"What." ejaculated Poulton, stiffening suddenly, in a way which made Inspector Grant think that the news camee as a shock to him, but which only caused his superior, one of the pillars of an Amateur Dramatic Society, to consider that the exclamation had been wellrehearsed.

"Yes, sir," he said phlegmatically.

"Good God!" Poulton paused. His eyes, under their level brows, lifted to the Chief Inspector's face. "I see. I can only tell you that when I left Mrs. Haddington she was alive, standing before the electric fire in her boudoir. She had just rung the bell, to summon her butler to show me out."

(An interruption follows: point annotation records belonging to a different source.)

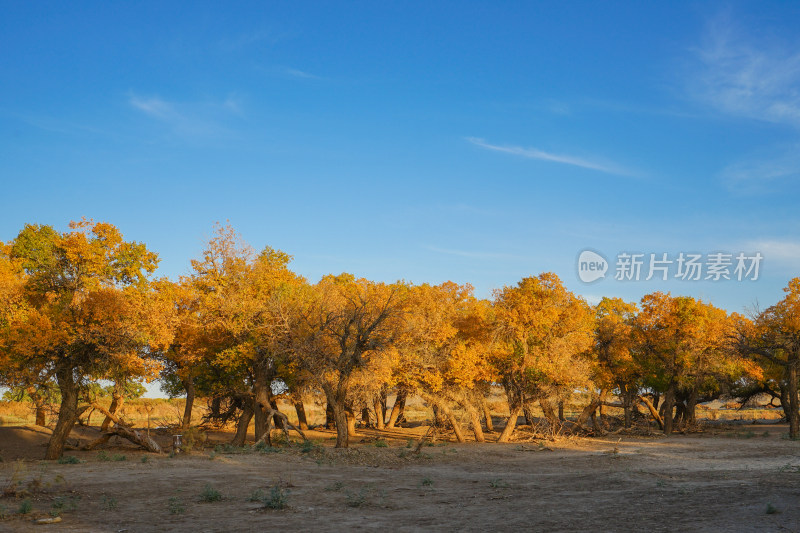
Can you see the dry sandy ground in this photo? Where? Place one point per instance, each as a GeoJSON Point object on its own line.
{"type": "Point", "coordinates": [683, 483]}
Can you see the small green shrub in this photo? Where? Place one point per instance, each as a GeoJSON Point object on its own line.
{"type": "Point", "coordinates": [176, 506]}
{"type": "Point", "coordinates": [25, 507]}
{"type": "Point", "coordinates": [353, 499]}
{"type": "Point", "coordinates": [109, 503]}
{"type": "Point", "coordinates": [210, 494]}
{"type": "Point", "coordinates": [307, 446]}
{"type": "Point", "coordinates": [336, 487]}
{"type": "Point", "coordinates": [278, 498]}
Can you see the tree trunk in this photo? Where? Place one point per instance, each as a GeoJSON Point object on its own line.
{"type": "Point", "coordinates": [510, 424]}
{"type": "Point", "coordinates": [653, 411]}
{"type": "Point", "coordinates": [40, 418]}
{"type": "Point", "coordinates": [242, 424]}
{"type": "Point", "coordinates": [397, 409]}
{"type": "Point", "coordinates": [530, 420]}
{"type": "Point", "coordinates": [380, 423]}
{"type": "Point", "coordinates": [475, 419]}
{"type": "Point", "coordinates": [261, 397]}
{"type": "Point", "coordinates": [627, 400]}
{"type": "Point", "coordinates": [188, 384]}
{"type": "Point", "coordinates": [302, 421]}
{"type": "Point", "coordinates": [340, 416]}
{"type": "Point", "coordinates": [117, 399]}
{"type": "Point", "coordinates": [276, 420]}
{"type": "Point", "coordinates": [588, 411]}
{"type": "Point", "coordinates": [549, 413]}
{"type": "Point", "coordinates": [330, 418]}
{"type": "Point", "coordinates": [601, 410]}
{"type": "Point", "coordinates": [691, 407]}
{"type": "Point", "coordinates": [487, 416]}
{"type": "Point", "coordinates": [67, 414]}
{"type": "Point", "coordinates": [351, 423]}
{"type": "Point", "coordinates": [669, 404]}
{"type": "Point", "coordinates": [455, 425]}
{"type": "Point", "coordinates": [794, 407]}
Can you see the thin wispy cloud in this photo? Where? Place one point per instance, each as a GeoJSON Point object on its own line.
{"type": "Point", "coordinates": [204, 119]}
{"type": "Point", "coordinates": [763, 173]}
{"type": "Point", "coordinates": [155, 107]}
{"type": "Point", "coordinates": [739, 76]}
{"type": "Point", "coordinates": [245, 40]}
{"type": "Point", "coordinates": [297, 73]}
{"type": "Point", "coordinates": [786, 253]}
{"type": "Point", "coordinates": [471, 253]}
{"type": "Point", "coordinates": [534, 153]}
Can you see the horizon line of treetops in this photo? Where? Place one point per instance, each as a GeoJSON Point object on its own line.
{"type": "Point", "coordinates": [81, 305]}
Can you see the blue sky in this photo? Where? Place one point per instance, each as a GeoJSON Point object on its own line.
{"type": "Point", "coordinates": [475, 142]}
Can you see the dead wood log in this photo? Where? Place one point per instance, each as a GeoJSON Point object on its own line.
{"type": "Point", "coordinates": [270, 413]}
{"type": "Point", "coordinates": [123, 430]}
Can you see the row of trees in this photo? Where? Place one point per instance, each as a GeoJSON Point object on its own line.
{"type": "Point", "coordinates": [81, 305]}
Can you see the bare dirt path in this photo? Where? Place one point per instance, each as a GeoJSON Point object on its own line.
{"type": "Point", "coordinates": [726, 482]}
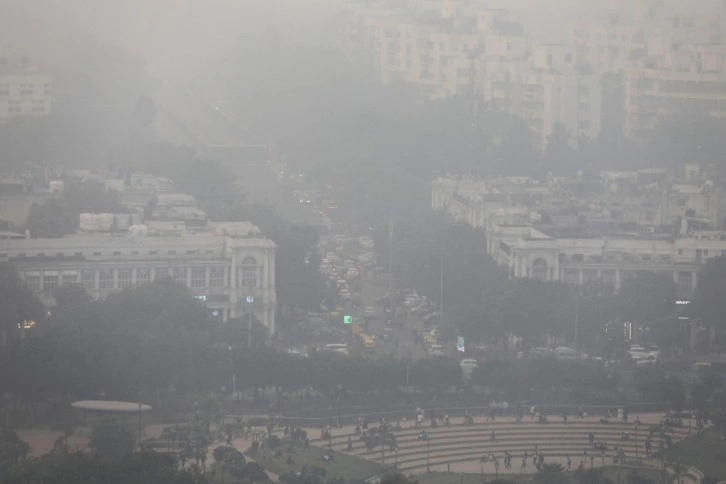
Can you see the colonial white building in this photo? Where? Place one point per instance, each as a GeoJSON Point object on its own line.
{"type": "Point", "coordinates": [231, 266]}
{"type": "Point", "coordinates": [510, 212]}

"Did you wait for the butler to appear, sir?"

"No. I took my leave of Mrs. Haddington, and left the room. The butler reached the hall as I was coming down the half-flight of stairs from Mrs. Haddington's sittingroom."

"And what, sir, was your reason for paying this call?"

Silence followed this question. Poulton was frowningly studying his finger-tips. After a moment he again looked up. "Yes, I see. You are bound to ask me that. I shall make no secret of the fact that my call was not of a friendly nature. Mrs. Haddington had been ringing up my house to ask for news of my wife: I went to Charles Street to inform her that my wife was unwell, and that it was my fixed intention to put an end to the intimacy that had hitherto flourished between them."

"Yes, sir? And why was that your fixed intention?"

"I did not care for the connaissance."

"That, sir, is not quite a good enough answer."